Am Fam Physician. 2000;61(1):206
Seizures occur in 1 to 2 percent of newborns in neonatal intensive care units. Seizures are usually due to hypoxic encephalopathy, hemorrhage or cerebral infarction. The natural history of neonatal seizures has not been fully elucidated, although it has been observed that they are most severe during the first week of life and usually abate over time. Animal studies suggest that seizures are harmful to the developing brain. Consequently, the standard practice has been to treat newborns who have seizures with anticonvulsants. The two most commonly used are phenobarbital and phenytoin. However, efficacy data on these two therapies in neonates is lacking. Painter and colleagues performed a randomized trial to compare these two medications in the treatment of neonatal seizures.
Infants enrolled were at risk for seizures based on various historical factors, including an Apgar score of less than 5 at five minutes with a base deficit of more than 10 mmol per L, traumatic delivery, maternal exposure to nonprescription narcotics, amphetamines or barbiturates, central nervous system infection or malformation, or a history of abnormal movements. Standard 21-channel electroencephalography (EEG) was performed on those infants noted to be eligible. The studies were repeated over two days if initially negative. A seizure was defined as an episode lasting 10 seconds or more and consisting of a succession of abnormal repetitive electrical discharges.

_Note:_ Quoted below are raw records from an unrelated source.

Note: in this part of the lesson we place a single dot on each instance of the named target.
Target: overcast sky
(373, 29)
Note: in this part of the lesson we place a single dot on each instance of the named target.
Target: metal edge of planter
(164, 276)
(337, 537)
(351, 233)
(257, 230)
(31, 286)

Newborns with seizures were randomly assigned to receive intravenous phenobarbital or phenytoin. Dosing was adjusted as needed to maintain a plasma level of 25 mg per mL for phenobarbital and 3 mg per mL for phenytoin. Continuous EEG monitoring was maintained in all infants during the treatment phase of the study. If the neonate continued having seizures (i.e., an episode of electrical activity lasting for more than 2.5 minutes or a total of 2.5 minutes of seizure activity during any five-minute period of monitoring), the second drug was added. The medications were discontinued if no seizure activity was noted after seven days. The primary end point of the study was complete control of seizure activity with one or both drugs, based on interpretation of the EEG recording.

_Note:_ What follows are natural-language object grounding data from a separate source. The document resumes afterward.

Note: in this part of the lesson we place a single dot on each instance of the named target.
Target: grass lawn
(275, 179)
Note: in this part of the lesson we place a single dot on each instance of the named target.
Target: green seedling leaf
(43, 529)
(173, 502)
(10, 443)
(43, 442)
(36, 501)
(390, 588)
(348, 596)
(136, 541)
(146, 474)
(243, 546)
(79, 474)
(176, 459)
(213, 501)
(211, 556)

Of the 157 neonates who were initially screened, 59 met the EEG criteria for seizures. Approximately 65 percent of the infants had a gestational age of at least 37 weeks. Forty-nine of the infants had seizures secondary to birth asphyxia, hemorrhage or infarction. Twenty-nine were initially given phenytoin, and 30 received phenobarbital. Of those receiving phenobarbital, 13 (43 percent) had complete control of seizures. After adding phenytoin to those who failed single-drug treatment, four more children had control of seizures for an overall seizure-free rate of 57 percent. Among the group randomized to first receive phenytoin, 13 (45 percent) had complete control of seizures. Following the addition of phenobarbital, five more were seizure-free, for an overall rate of 62 percent. When the data were evaluated further, it was found that 24 of 30 neonates in the phenobarbital group and 21 of 29 in the phenytoin group had about an 80 percent reduction in seizures. The severity of the seizures was inversely related to control with one or both medications. No adverse events related to the drugs were reported.
The authors conclude that phenytoin and phenobarbital are equally effective in the treatment of neonatal seizures. However, they note the individual and combined effectiveness of the two medications to be “disappointing” based on the observed response rates in this study. They call for the development of new, more effective treatments for neonatal seizures as a research priority.